Race on for retirement complexes
Two planned for East London area target asset-rich pensioners
The race is on to build two village-style retirement complexes in the East London area, with Mission Holding Group’s (MHG) Kidds Beach complex, which launched on Friday, edging slightly ahead of The Cycad Retirement Village (Cycad).
The latter is a United Property Management (UPM) project, which lies in the valley between Beacon Bay and Gonubie, bordering the N2.
There is an ongoing debate about whether the west coast is a better buying option than the east. West is closer to the airport and the industrial centre. East is the gateway to the Wild Coast.
However, with the development of Bhisho as a centre of government, property sales in the west have boomed, with the east not matching it.
Kidds Beach is fast becoming East London’s most in-demand new super-suburb, mainly due to MHG’s building and sales spree. It has sold over 500 homes, and has the land for its target of 5,000 homes by 2029.
It has also ploughed money into a mall, a new church and a private school.
UPM director Tony Ward said work had started at Cycad “but mainly on the aesthetics of the complex”.
“As our name implies, we are starting on cycad gardens, and will have several green open spaces. We have reserved most of the site for natural bush and riverine forest.”
Cycad’s development plan is a mixed-use complex, which includes 200 homes, from flats to two-bedroom houses, on a 15ha site.
MHG marketing managerNatelie Kriel said: “Local retirement centres currently have waiting lists of up to 15 years, so the news of a retirement option within close proximity to town comes as a great relief to many.
“We continuously look to market trends and demands to ensure that the development caters to the individual needs of the community, and a comfortable retirement is right up there.”
The seniors retired, or soon to be retiring, community is an attractive market for developers, mainly because many in the target market are asset-rich.
They own their own bondfree homes, which can be sold and effectively exchanged for a retirement home, and the balance invested in a good pension-supplementing income.

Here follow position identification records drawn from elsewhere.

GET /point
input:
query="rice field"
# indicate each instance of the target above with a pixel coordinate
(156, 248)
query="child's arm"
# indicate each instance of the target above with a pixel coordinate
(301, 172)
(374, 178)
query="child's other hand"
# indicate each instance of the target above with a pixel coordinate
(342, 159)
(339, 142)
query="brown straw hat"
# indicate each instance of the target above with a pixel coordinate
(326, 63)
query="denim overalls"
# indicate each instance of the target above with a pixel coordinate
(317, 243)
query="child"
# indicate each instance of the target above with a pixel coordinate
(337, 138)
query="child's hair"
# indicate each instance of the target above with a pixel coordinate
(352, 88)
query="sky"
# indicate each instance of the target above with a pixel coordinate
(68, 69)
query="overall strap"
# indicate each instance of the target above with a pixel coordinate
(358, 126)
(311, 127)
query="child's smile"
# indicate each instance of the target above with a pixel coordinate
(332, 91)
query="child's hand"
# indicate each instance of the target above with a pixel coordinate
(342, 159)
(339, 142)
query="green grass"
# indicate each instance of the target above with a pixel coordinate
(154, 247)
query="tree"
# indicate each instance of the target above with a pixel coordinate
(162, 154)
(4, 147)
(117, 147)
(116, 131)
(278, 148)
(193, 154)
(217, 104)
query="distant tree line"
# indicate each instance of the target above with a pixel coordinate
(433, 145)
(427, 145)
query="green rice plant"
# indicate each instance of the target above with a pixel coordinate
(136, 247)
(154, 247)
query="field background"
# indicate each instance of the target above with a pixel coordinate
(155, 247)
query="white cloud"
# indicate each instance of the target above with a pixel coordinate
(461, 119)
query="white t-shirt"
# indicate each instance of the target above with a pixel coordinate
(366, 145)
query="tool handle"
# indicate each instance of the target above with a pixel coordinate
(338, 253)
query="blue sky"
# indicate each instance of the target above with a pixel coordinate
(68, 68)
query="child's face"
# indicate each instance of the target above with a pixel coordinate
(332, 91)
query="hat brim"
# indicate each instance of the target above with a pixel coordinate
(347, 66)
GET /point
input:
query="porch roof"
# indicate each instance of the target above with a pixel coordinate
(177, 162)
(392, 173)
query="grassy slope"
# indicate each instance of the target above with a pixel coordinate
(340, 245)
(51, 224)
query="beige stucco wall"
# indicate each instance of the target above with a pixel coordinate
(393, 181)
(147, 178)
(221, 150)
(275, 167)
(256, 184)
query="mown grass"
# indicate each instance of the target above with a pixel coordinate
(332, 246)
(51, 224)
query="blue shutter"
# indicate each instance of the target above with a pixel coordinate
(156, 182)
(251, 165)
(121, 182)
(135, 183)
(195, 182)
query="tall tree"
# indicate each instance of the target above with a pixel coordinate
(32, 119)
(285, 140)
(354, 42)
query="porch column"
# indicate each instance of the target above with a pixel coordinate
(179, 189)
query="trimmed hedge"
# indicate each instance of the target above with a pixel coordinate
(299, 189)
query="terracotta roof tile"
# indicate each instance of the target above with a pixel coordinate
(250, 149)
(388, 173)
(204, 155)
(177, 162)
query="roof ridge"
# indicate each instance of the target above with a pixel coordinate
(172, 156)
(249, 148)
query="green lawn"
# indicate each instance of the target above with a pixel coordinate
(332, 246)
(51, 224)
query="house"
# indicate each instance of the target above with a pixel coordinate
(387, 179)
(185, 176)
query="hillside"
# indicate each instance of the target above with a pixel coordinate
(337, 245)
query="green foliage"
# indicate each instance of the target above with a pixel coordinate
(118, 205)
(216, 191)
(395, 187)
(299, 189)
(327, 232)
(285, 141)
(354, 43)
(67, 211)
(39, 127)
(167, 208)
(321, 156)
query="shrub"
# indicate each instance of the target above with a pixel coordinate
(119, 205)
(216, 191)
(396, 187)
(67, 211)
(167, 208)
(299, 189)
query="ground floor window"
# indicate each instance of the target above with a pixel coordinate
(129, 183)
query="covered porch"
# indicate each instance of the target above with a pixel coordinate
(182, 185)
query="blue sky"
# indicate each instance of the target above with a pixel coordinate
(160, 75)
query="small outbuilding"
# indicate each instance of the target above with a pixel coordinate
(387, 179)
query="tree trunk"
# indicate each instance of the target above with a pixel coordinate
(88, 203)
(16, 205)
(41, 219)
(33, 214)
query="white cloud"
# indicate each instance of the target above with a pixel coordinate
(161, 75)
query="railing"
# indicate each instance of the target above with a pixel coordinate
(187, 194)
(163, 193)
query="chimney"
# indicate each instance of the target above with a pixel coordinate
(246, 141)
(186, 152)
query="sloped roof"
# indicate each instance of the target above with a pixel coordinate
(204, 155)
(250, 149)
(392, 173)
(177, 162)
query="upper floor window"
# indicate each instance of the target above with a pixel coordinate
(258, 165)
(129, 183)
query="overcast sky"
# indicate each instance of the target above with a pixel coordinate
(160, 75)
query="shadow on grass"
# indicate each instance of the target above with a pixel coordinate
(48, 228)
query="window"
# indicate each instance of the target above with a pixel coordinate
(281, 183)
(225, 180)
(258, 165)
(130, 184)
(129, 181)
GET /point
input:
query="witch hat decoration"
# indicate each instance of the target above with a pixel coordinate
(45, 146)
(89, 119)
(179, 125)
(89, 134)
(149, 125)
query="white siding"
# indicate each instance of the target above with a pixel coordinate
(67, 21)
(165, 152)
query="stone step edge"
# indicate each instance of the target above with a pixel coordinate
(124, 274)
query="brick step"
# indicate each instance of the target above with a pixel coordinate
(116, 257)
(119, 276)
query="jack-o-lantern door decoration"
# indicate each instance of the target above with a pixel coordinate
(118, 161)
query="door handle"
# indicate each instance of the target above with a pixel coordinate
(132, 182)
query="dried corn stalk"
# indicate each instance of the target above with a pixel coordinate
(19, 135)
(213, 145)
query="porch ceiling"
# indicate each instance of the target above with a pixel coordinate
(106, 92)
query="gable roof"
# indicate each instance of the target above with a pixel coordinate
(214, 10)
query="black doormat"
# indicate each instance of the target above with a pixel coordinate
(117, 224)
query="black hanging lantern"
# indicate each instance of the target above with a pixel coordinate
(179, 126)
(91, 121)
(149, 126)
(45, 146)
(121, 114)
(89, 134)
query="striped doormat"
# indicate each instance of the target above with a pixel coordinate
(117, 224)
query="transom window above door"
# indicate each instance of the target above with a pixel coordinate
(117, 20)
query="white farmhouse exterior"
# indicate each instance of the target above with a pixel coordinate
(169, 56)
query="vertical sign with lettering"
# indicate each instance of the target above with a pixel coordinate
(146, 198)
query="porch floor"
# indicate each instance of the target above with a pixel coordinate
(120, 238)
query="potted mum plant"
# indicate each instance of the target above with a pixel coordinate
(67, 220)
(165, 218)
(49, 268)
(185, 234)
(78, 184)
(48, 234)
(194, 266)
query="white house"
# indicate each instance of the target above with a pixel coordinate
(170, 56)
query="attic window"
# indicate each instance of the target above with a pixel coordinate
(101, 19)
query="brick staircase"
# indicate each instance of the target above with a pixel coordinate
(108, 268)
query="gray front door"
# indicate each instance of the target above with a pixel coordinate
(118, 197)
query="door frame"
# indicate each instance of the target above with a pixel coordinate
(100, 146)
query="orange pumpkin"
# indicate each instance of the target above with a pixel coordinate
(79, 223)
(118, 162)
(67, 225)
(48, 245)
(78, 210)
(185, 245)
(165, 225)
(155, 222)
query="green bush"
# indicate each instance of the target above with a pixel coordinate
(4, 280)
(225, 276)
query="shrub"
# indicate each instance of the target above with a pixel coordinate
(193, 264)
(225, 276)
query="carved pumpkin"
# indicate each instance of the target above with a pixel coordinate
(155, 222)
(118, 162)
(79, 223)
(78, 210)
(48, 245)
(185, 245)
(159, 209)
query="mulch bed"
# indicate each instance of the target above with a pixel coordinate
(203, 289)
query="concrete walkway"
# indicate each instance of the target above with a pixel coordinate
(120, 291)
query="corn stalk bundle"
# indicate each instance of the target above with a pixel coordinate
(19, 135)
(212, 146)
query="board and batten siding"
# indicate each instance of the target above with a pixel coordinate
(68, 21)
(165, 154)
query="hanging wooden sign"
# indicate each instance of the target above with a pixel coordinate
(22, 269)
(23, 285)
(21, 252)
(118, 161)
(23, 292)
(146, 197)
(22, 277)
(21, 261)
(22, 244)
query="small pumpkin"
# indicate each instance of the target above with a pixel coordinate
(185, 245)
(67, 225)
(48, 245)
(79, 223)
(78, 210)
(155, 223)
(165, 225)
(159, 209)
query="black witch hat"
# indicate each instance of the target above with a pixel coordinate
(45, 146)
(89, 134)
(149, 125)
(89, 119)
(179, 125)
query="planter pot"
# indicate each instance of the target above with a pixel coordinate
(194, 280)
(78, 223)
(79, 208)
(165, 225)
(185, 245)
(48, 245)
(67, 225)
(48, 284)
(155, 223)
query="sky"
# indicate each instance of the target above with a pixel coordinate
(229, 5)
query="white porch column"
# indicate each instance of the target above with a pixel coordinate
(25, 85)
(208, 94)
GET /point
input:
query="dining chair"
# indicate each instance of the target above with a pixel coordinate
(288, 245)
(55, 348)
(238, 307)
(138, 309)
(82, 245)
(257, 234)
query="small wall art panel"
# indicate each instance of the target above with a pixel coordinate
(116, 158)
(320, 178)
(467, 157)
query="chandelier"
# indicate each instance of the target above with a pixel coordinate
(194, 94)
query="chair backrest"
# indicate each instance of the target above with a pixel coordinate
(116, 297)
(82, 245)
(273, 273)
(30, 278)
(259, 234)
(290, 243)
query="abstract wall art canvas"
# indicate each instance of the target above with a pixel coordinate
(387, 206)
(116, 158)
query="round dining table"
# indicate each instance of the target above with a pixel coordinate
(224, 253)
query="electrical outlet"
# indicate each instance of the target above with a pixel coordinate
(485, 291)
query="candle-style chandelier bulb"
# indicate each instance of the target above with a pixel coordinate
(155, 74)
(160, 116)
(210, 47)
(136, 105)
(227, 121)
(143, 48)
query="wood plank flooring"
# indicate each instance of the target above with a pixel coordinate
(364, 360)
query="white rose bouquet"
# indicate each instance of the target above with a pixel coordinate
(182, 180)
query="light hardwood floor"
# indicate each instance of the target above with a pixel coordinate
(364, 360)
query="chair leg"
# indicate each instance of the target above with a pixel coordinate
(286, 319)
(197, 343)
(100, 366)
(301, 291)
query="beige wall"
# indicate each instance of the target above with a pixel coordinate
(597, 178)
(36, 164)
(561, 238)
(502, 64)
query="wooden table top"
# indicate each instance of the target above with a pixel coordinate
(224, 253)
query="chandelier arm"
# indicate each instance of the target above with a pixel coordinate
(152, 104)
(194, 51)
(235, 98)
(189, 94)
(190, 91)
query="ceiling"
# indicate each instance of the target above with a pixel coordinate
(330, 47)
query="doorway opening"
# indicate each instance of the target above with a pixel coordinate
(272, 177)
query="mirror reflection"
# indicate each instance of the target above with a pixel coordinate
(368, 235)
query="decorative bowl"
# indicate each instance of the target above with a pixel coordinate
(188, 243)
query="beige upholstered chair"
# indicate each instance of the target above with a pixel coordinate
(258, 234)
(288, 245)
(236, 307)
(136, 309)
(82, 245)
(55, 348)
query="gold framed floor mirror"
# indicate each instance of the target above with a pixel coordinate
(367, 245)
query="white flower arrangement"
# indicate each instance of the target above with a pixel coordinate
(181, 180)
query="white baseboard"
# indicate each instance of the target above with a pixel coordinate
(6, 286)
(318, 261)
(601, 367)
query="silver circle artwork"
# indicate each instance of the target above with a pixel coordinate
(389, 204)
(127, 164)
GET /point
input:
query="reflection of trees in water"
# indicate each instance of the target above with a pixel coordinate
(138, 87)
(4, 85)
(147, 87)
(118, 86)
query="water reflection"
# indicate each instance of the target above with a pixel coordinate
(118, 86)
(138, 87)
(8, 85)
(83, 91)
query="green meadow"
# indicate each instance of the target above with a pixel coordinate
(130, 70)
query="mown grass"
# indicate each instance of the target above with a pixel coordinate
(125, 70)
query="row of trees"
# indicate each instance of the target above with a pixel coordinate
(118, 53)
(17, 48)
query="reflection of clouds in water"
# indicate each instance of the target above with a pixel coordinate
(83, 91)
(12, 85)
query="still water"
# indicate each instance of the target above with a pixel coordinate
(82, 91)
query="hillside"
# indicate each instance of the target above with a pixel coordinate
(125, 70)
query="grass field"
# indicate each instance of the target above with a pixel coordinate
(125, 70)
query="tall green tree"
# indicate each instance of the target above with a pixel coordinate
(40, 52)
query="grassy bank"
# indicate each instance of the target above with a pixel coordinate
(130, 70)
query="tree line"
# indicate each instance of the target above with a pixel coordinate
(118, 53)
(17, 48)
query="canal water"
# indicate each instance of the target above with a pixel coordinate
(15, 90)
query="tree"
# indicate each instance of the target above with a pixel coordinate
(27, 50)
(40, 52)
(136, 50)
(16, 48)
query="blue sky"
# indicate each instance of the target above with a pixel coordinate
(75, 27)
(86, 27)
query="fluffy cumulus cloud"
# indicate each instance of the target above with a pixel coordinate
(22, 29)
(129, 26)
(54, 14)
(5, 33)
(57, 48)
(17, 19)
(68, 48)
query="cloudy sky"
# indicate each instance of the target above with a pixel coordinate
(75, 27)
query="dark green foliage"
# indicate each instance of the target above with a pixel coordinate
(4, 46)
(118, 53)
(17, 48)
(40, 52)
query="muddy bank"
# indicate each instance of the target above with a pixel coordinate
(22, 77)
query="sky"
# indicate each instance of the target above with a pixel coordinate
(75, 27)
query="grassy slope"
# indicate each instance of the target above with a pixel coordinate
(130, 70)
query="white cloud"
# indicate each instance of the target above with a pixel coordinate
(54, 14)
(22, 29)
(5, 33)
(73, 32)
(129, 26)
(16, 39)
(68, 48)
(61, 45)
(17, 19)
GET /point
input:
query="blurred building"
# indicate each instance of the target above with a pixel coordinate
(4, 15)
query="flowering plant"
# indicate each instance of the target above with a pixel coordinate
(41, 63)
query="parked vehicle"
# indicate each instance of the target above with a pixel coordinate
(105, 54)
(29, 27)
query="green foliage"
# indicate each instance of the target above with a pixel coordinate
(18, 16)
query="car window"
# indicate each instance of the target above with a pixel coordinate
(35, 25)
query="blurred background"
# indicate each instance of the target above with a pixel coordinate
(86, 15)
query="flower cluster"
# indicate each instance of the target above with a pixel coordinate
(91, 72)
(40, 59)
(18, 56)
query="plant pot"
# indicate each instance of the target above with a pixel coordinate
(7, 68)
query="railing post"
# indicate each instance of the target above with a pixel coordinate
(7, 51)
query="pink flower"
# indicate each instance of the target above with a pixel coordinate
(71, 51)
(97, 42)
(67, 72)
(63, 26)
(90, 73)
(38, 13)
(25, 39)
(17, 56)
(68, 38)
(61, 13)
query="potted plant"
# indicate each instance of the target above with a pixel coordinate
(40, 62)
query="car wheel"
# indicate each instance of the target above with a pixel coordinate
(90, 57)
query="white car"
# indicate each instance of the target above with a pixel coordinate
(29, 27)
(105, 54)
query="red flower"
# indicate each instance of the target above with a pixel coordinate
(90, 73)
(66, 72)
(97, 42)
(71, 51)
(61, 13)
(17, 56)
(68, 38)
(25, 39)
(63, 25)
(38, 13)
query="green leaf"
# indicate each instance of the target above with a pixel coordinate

Kriel said seniors expect three things from a retirement village: “The security of the village must be faultless, the prices affordable – within the range of what they earned from the sale of their home – and it must offer emergency health care and hospitable access.”
Kriel said plans for a 100-bed hospital already have Buffalo City Metro approval and construction will start in a few months.
Impangele Gardens, the sector of green estate with a seniors’ community, is within the secure, gated estate with access control and 24-hour security.
The retirement homes have three bedrooms with en suite bathrooms.